Beads have their own language and their own symmetry. I can say things in beads. I started to string beads together the same way I’d string words together to create a sentence or a paragraph. You can pick out a focal bead the same way you’d pick out a really cool word or a really interesting idea.

Recently I noticed that I had too many ideas. I was carrying around a notebook at work so I could keep up with all the ideas I wanted to write about. I was under the impression that ideas are like beads – when I come across them, I’d better collect them. I may never see them again. It was like I was on a bead-buying frenzy. After a while, it is time to sit down and start working with them.

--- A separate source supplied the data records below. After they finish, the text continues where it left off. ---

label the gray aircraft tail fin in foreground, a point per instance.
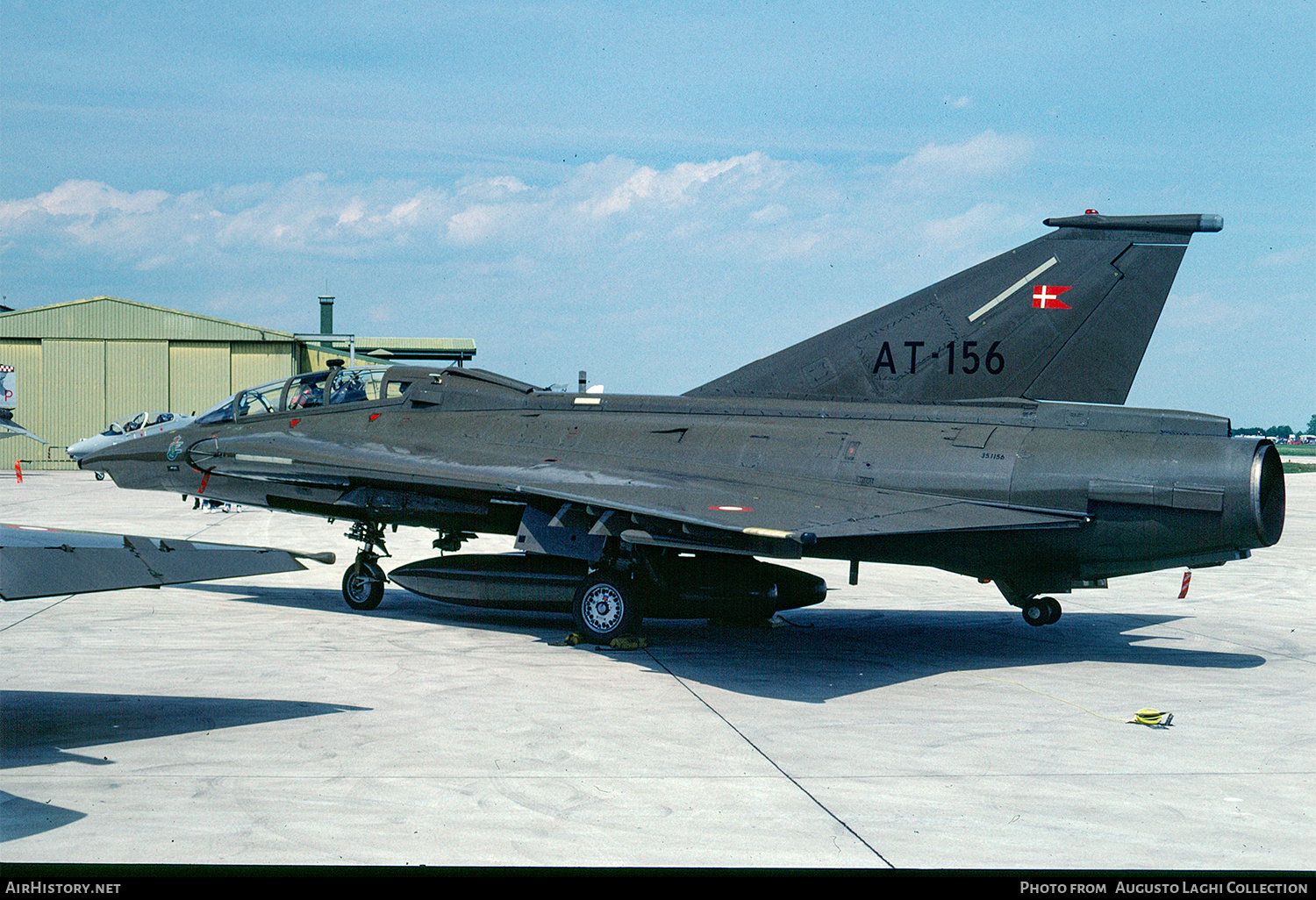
(1063, 318)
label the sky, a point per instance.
(660, 192)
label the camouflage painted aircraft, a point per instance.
(968, 426)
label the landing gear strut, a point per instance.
(363, 582)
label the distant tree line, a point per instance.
(1277, 431)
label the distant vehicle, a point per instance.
(129, 428)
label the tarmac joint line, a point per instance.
(770, 761)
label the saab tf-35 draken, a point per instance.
(971, 426)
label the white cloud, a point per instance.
(940, 168)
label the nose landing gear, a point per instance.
(1041, 611)
(363, 582)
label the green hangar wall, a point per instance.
(83, 363)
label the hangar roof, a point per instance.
(118, 318)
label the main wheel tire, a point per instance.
(1036, 612)
(1053, 613)
(605, 605)
(363, 589)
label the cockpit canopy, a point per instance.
(136, 423)
(324, 389)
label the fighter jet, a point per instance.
(971, 426)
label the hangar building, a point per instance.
(83, 363)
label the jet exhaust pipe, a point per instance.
(1268, 494)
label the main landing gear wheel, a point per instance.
(363, 584)
(1041, 611)
(605, 607)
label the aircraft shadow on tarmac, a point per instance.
(39, 726)
(23, 818)
(826, 653)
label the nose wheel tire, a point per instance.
(605, 607)
(1041, 611)
(363, 584)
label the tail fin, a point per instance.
(1063, 318)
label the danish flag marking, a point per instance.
(1045, 296)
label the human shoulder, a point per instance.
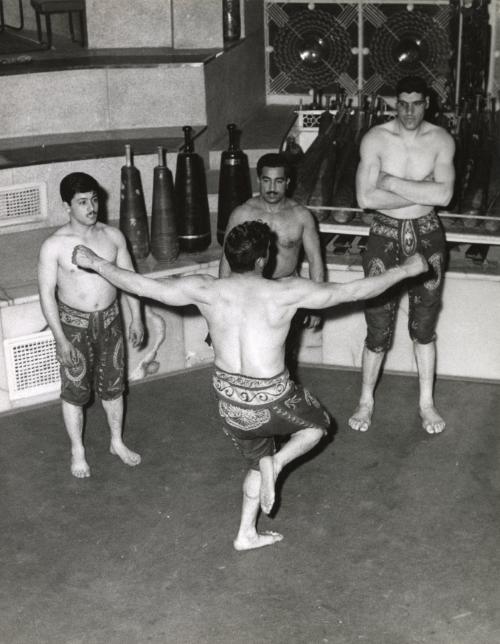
(56, 240)
(378, 135)
(112, 233)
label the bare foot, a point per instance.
(258, 540)
(79, 466)
(362, 417)
(127, 456)
(431, 420)
(267, 480)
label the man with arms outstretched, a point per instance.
(83, 314)
(248, 319)
(406, 169)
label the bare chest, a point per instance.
(409, 160)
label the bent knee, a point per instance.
(314, 434)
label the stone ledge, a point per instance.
(73, 146)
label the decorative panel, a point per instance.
(357, 47)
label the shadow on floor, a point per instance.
(391, 537)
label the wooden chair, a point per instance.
(49, 7)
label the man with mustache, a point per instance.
(83, 313)
(248, 317)
(296, 233)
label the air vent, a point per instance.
(32, 367)
(23, 203)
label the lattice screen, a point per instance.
(23, 203)
(355, 46)
(32, 368)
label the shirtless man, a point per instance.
(83, 314)
(406, 169)
(248, 318)
(293, 225)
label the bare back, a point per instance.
(78, 288)
(248, 324)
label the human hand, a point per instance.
(136, 333)
(84, 257)
(312, 321)
(66, 353)
(414, 265)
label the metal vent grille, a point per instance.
(32, 367)
(23, 203)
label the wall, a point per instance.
(129, 23)
(197, 24)
(100, 99)
(235, 82)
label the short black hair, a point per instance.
(410, 84)
(77, 182)
(273, 160)
(245, 244)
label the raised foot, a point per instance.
(267, 481)
(362, 417)
(259, 540)
(431, 420)
(79, 467)
(125, 454)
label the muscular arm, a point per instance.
(312, 248)
(47, 283)
(435, 192)
(369, 193)
(174, 291)
(320, 296)
(123, 260)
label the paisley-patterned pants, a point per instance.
(390, 242)
(98, 339)
(255, 410)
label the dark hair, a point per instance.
(245, 244)
(410, 84)
(77, 182)
(273, 160)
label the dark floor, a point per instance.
(391, 537)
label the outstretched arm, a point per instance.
(312, 250)
(320, 296)
(47, 284)
(174, 291)
(123, 260)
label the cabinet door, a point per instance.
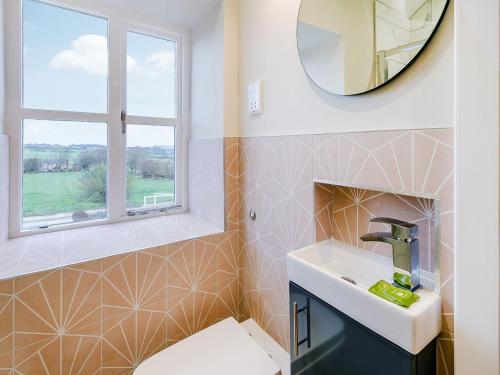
(333, 343)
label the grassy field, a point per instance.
(51, 193)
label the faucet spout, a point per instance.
(405, 249)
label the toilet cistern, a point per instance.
(405, 250)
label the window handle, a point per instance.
(124, 122)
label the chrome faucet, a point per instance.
(405, 256)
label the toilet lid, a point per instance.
(222, 349)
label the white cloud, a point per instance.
(155, 65)
(88, 53)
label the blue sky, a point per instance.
(66, 68)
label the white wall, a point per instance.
(207, 90)
(421, 98)
(214, 86)
(477, 180)
(2, 70)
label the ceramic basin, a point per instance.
(323, 268)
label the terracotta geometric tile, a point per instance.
(7, 325)
(134, 309)
(81, 302)
(323, 194)
(231, 186)
(196, 311)
(192, 280)
(445, 354)
(228, 271)
(37, 326)
(81, 355)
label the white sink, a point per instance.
(320, 269)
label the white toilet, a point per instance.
(222, 349)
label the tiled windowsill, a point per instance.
(42, 252)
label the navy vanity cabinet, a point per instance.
(330, 342)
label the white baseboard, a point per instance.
(271, 347)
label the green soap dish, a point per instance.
(391, 293)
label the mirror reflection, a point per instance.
(348, 47)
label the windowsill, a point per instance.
(25, 255)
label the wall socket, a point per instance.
(255, 98)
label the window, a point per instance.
(92, 144)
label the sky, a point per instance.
(66, 68)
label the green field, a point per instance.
(52, 193)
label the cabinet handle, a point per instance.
(296, 329)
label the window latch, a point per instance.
(124, 122)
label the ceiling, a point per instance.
(182, 12)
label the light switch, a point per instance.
(255, 98)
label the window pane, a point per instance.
(65, 172)
(151, 78)
(151, 166)
(65, 59)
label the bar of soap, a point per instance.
(403, 280)
(399, 296)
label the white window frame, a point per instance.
(118, 26)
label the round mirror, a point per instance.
(349, 47)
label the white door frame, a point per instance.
(477, 99)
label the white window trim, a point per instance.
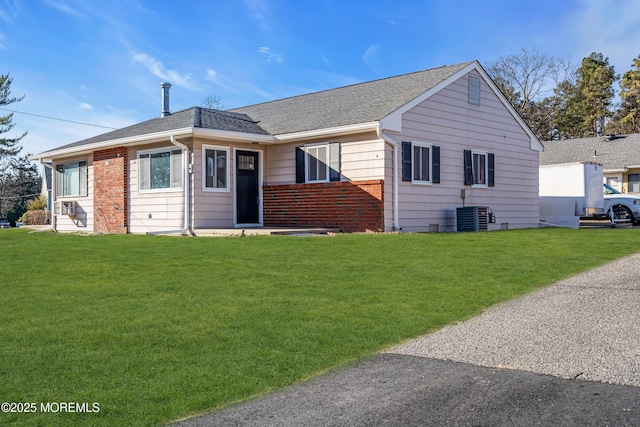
(308, 162)
(475, 90)
(413, 162)
(486, 168)
(204, 169)
(72, 196)
(181, 171)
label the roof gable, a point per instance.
(348, 105)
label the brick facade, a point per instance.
(110, 190)
(350, 206)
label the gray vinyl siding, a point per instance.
(152, 211)
(449, 121)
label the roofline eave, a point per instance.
(327, 132)
(150, 138)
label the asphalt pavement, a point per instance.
(567, 355)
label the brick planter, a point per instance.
(110, 190)
(350, 206)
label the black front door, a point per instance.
(247, 187)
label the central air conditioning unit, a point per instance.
(64, 207)
(474, 218)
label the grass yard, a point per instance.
(155, 328)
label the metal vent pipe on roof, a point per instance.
(165, 99)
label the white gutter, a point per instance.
(318, 133)
(394, 147)
(187, 192)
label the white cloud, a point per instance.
(234, 86)
(156, 68)
(270, 56)
(63, 6)
(370, 55)
(612, 31)
(258, 10)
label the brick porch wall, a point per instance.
(110, 190)
(350, 206)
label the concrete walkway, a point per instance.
(566, 355)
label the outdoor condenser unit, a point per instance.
(474, 218)
(64, 208)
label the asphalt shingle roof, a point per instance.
(355, 104)
(612, 154)
(359, 103)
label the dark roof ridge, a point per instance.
(349, 86)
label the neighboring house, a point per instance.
(400, 153)
(619, 156)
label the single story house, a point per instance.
(399, 153)
(619, 156)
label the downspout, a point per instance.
(187, 192)
(394, 148)
(53, 195)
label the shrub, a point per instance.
(39, 217)
(37, 204)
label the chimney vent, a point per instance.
(165, 98)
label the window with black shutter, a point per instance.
(420, 162)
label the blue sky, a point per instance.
(101, 62)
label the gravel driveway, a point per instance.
(566, 355)
(587, 327)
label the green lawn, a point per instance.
(156, 328)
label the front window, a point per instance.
(634, 182)
(71, 179)
(160, 170)
(317, 163)
(479, 168)
(421, 160)
(216, 167)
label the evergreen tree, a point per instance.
(8, 146)
(627, 118)
(595, 94)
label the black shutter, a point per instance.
(435, 166)
(406, 161)
(300, 155)
(491, 171)
(468, 168)
(334, 161)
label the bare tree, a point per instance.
(213, 102)
(523, 76)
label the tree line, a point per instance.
(556, 99)
(580, 100)
(20, 180)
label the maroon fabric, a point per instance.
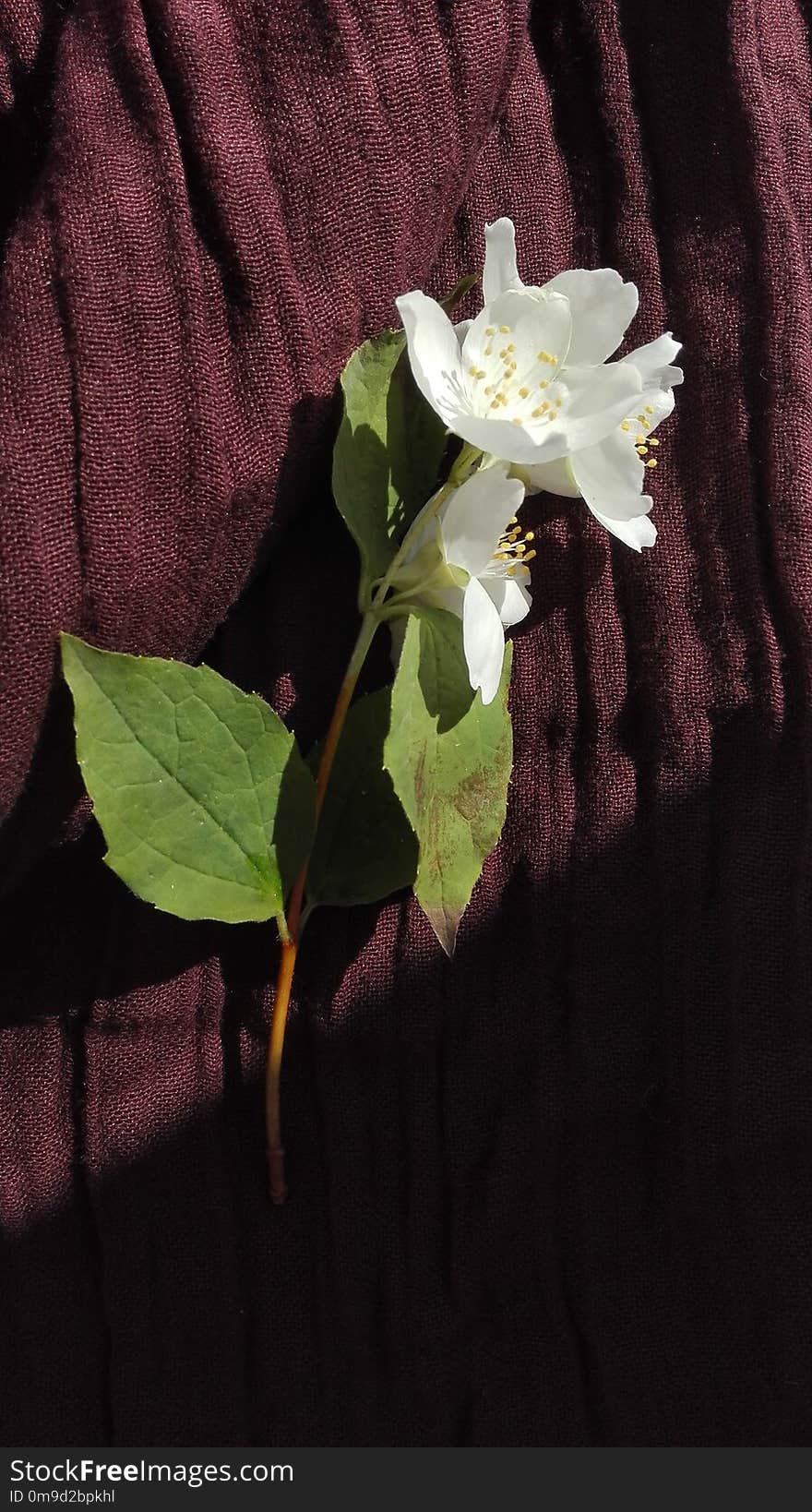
(555, 1192)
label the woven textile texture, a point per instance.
(558, 1190)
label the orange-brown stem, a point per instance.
(289, 947)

Sometimes with beads I’ll start work on a project and not be sure where it is going. I’ll leave it in the saucer until I get some better clue as to what needs to happen next. Some saucers stay full. Some projects never get finished because I take apart the proto-necklace again and again until I realize that there is no way I can finish it. Maybe it wasn’t a viable project. Maybe it isn’t a project for me to finish. Maybe I don’t have the right kind of beads or the right mindset.

I now have “saucers” for my words. I’ve developed folders for note-seeds. I can return to them when I have time or inclination to work on/water them. I can revise/prune them later. I can add or subtract, just like with beads – but faster. If only beading had “copy and paste”!
Sometimes I have too many saucers, too many projects. This might be part of the nature of being creative, or the nature of being bipolar. Sometimes I think that the true essence of being an artist is knowing how to edit, and how to know when something is “done”. Sometimes I think another part is just being OK with the process and not worrying too much about what it is going to look like at the end until you get there.

Here are things I’ve “written about” in beads. When I learn how to post pictures I’ll update this post.

The Davinci code book.
The Griffin and Sabine series
A trip to Gulf Shores, Alabama.
What it is like to do water aerobics in the pool at the Y.
The history of the church, from Byzantine to Catholic/Orthodox to Protestant to now.